For bullet 2, the initial velocity v₀₂ is 0 m/s, and we know the time t₂, so we can calculate the final velocity v₂.
(d) To determine how far downrange bullet 1 travels, we need to calculate the horizontal distance traveled. Since there is no horizontal force acting on bullet 1, its horizontal velocity remains constant.

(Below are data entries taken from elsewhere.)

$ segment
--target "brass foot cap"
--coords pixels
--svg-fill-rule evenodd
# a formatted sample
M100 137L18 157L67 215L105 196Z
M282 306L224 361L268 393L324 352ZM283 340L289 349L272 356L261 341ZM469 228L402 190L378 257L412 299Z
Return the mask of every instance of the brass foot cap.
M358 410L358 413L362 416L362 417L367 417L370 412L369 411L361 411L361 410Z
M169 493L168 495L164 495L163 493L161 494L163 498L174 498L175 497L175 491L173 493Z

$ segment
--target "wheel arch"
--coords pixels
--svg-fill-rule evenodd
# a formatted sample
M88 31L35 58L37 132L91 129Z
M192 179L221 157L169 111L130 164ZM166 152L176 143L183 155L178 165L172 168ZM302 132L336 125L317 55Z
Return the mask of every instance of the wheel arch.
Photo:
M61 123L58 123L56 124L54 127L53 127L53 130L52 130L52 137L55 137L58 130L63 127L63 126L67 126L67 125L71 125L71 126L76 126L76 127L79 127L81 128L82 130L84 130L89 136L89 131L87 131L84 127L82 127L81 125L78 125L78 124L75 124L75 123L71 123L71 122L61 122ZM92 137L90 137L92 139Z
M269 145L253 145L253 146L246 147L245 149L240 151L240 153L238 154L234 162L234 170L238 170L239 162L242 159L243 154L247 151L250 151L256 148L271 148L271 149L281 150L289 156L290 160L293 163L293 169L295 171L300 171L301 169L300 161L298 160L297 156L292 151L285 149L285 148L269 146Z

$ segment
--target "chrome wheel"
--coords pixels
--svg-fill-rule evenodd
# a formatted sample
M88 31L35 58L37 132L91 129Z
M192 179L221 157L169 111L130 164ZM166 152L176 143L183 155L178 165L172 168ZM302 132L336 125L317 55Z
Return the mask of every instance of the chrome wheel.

We can use the equation for horizontal displacement:
Δx = v₀x * t
where
Δx is the horizontal displacement (downrange distance),
v₀x is the initial horizontal velocity (equal to v₀₁ since there is no acceleration in the horizontal direction),
t is the time calculated earlier.
(e) If bullet 1 was fired at a +45° angle from the same initial height, we need to calculate the horizontal distance it would have traveled when it hit the ground. In this case, we need to find the horizontal component of the initial velocity, which is v₀x.
Given the launch angle of 45°, the vertical component of velocity is v₀y₁ = v₀ * sin(45°), and the horizontal component of velocity is v₀x = v₀ * cos(45°).
Now, we can use the same equation for horizontal displacement as before to calculate the distance traveled.